The first films to be produced under the agreement will be sequels to Bad Santa, Rounders and Shakespeare in Love. The other potential sequels and TV projects are Bridget Jones’s Diary, Copland, From Dusk Till Dawn, Swingers, Clerks, Shall We Dance, and The Amityville Horror. This partnership augments an existing relationship between the companies on such franchises as Scream 4 (to be released April 15, 2011), Spy Kids 4 (to be released August 19, 2011) and Scary Movie 5.
I’m looking forward to Scream 4, but that’s a popcorn movie and it’s already known for being a franchise. A Bad Santa sequel could be fun, although I think that movie’s over-rated. But some of the other titles reek of desperation and future direct-to-video “hits,” don’t they?
Is there really any more blood to be wrung from the stone that is Bridget Jones’s Diary? Do you remember Bridget Jones: The Edge of Reason? Me, neither.
The question of talent returning for the sequels is a huge one. If Matt Damon and Edward Norton returned for a sequel to Rounders, I’d buy a ticket in a heartbeat. But a TV show spin-off starring a couple of unknowns? Yawn.
I enjoyed Clerks 2 but Kevin Smith needs to bury that franchise in the back of a box of 70s Jonah Hex comics and forget about it.
Alas, Shakespeare in Love is the one that hurts the most. I wasn’t a huge fan of it when it came out but over the years, I’ve grown to value it as a masterpiece.
Shakespeare in Love, written by Marc Norman and Tom Stoppard, could be the greatest original screenplay of the past twenty years. (To the best of my knowledge and as per imdb, it’s not based on a novel or other source material.)
The next edition of my book will include a Story Map of this incredible screenplay, which begins with an initial concept that is practically Hollywood High-Concept 101: The hilarious, never-told story of the making of the most famous play in human history.
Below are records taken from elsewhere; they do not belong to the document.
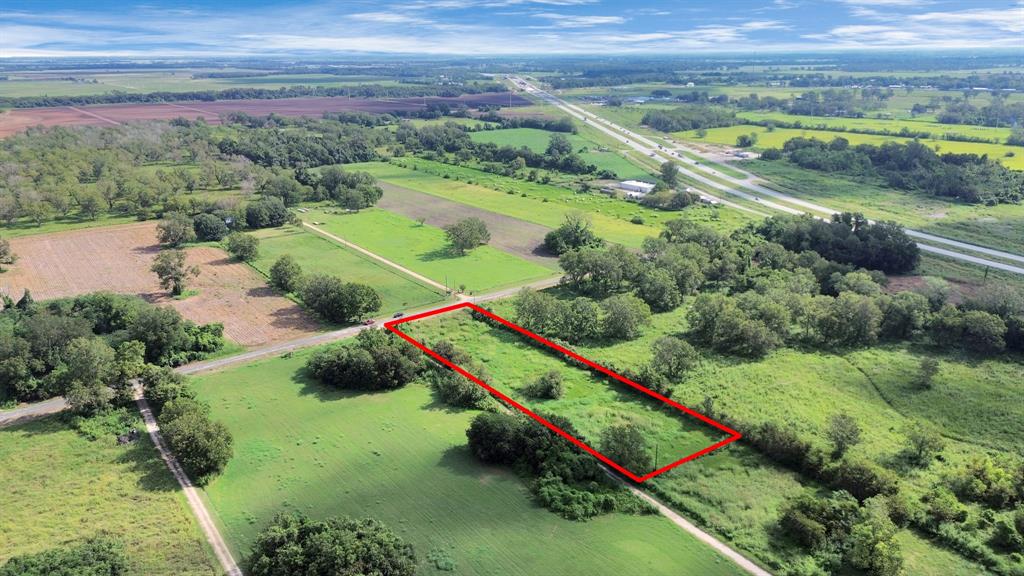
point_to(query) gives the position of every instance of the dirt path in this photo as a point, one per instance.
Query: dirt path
(382, 259)
(507, 234)
(213, 536)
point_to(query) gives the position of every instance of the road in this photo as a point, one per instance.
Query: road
(753, 192)
(213, 536)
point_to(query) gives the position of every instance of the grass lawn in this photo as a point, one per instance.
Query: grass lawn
(424, 249)
(546, 205)
(60, 488)
(997, 227)
(320, 255)
(400, 457)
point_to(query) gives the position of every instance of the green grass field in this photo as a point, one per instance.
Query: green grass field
(999, 227)
(320, 255)
(935, 128)
(546, 205)
(736, 492)
(537, 140)
(424, 249)
(400, 457)
(778, 136)
(590, 404)
(60, 488)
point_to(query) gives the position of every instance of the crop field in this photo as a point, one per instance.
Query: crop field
(545, 205)
(999, 227)
(589, 403)
(424, 249)
(778, 136)
(537, 140)
(737, 492)
(60, 488)
(118, 259)
(400, 457)
(936, 129)
(320, 255)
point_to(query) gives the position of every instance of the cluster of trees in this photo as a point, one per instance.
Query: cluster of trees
(580, 320)
(566, 481)
(336, 546)
(689, 117)
(377, 361)
(453, 387)
(96, 557)
(90, 347)
(911, 166)
(847, 238)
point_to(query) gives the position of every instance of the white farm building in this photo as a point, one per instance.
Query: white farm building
(636, 189)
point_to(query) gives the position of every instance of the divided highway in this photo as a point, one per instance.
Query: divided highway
(754, 192)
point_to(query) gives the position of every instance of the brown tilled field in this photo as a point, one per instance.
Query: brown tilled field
(19, 119)
(118, 259)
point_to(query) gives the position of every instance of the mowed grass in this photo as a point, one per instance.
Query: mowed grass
(935, 128)
(320, 255)
(546, 205)
(778, 136)
(736, 492)
(60, 488)
(592, 405)
(400, 457)
(424, 249)
(537, 140)
(998, 227)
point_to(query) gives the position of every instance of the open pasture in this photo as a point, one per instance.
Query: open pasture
(400, 457)
(424, 249)
(60, 488)
(320, 255)
(118, 259)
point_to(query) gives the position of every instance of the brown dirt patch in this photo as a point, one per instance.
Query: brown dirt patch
(19, 119)
(118, 259)
(510, 235)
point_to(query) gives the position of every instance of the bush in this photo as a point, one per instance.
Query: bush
(548, 386)
(266, 212)
(202, 446)
(99, 557)
(286, 274)
(337, 546)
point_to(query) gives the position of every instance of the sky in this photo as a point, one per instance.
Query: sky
(244, 28)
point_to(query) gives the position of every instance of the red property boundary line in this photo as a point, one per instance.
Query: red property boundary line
(733, 435)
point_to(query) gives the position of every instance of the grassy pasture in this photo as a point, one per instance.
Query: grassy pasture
(935, 128)
(60, 488)
(546, 205)
(778, 136)
(320, 255)
(537, 140)
(424, 249)
(999, 227)
(590, 404)
(400, 457)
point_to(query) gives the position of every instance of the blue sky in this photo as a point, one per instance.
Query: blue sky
(103, 28)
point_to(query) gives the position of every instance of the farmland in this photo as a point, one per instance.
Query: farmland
(777, 136)
(546, 205)
(118, 258)
(424, 250)
(318, 255)
(61, 488)
(400, 457)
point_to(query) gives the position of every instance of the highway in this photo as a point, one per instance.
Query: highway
(753, 192)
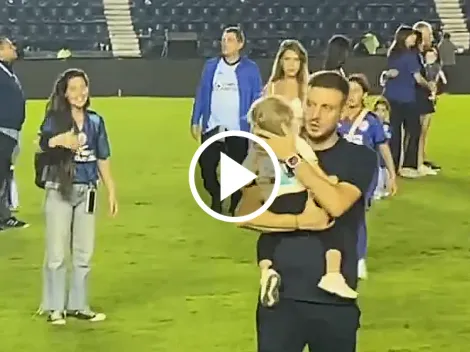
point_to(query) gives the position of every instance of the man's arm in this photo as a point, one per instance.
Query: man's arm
(197, 106)
(337, 199)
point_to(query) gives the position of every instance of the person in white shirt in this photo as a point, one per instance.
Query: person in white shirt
(289, 76)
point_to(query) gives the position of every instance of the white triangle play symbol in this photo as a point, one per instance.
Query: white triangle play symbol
(233, 176)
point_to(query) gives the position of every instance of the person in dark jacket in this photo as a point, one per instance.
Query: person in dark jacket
(11, 122)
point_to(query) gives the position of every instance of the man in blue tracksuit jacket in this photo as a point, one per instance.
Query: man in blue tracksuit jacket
(229, 85)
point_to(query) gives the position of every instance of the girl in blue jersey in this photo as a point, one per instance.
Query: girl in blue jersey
(361, 126)
(76, 143)
(382, 110)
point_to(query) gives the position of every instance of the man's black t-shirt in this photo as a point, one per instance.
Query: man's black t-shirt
(300, 258)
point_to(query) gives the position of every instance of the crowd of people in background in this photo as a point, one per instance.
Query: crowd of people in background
(294, 111)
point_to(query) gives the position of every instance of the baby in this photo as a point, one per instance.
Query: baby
(269, 114)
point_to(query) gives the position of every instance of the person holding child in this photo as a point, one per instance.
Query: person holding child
(306, 314)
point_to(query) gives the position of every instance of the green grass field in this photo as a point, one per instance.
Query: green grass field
(172, 279)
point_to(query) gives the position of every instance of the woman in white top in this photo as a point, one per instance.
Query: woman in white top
(289, 76)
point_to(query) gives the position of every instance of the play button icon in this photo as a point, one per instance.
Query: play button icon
(233, 176)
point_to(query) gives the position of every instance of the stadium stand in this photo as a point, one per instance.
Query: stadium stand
(48, 25)
(266, 23)
(142, 26)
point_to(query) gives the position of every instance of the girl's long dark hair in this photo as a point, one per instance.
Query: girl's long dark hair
(399, 42)
(58, 109)
(278, 70)
(337, 52)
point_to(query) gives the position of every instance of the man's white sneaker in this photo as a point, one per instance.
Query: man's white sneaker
(362, 269)
(56, 317)
(427, 171)
(410, 173)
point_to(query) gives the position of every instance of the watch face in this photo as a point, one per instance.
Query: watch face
(293, 161)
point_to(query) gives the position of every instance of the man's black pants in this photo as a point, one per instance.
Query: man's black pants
(291, 325)
(236, 148)
(7, 145)
(406, 115)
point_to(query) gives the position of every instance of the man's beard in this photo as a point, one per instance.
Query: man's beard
(322, 138)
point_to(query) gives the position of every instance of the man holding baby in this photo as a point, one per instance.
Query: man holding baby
(314, 306)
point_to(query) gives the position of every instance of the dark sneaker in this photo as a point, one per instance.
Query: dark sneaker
(56, 317)
(14, 223)
(87, 315)
(432, 165)
(216, 206)
(269, 290)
How’s that for audience awareness? The fictional premise posits that Will Shakespeare, who wrote the most romantic story in history, was inspired by a doomed romance of his own. And, unbeknownst to young Will, the object of his affection dressed as a man and acted in the play!
Like a Billy Wilder screenplay, every character in Shakespeare in Love is distinct with a hilarious tick and a satisfying arc. Conflict and stakes never cease to escalate with multiple lines of action and multiple secrets. We always know things that other characters don’t know and it’s never dull, in fact, it’s a ton of fun. And of course, the big question…
I kid. But, seriously, watch the movie again if you haven’t seen it in a while.
What about Swingers? The whole point of the movie was two young struggling actors in L.A. doing the singles scene. The movie IS Jon Favreau and Vince Vaughn. And…they ain’t young any more. Plus, they’d cost a shitload of money to get.
Again, talent would play a huge part in this sequel, but with Swingers you also have the low-budget, rawness of the picture that really made it stand out as a benchmark indie comedy of the 90s and that would be difficult to replicate with a calculated sequel or remake.
Ultimately, this deal will be an interesting story to follow and I just hope they respect the original films, investing enough in the new projects to hire the original writers and other creatives.
Until then…are there any titles here that you think would lend themselves well to sequels?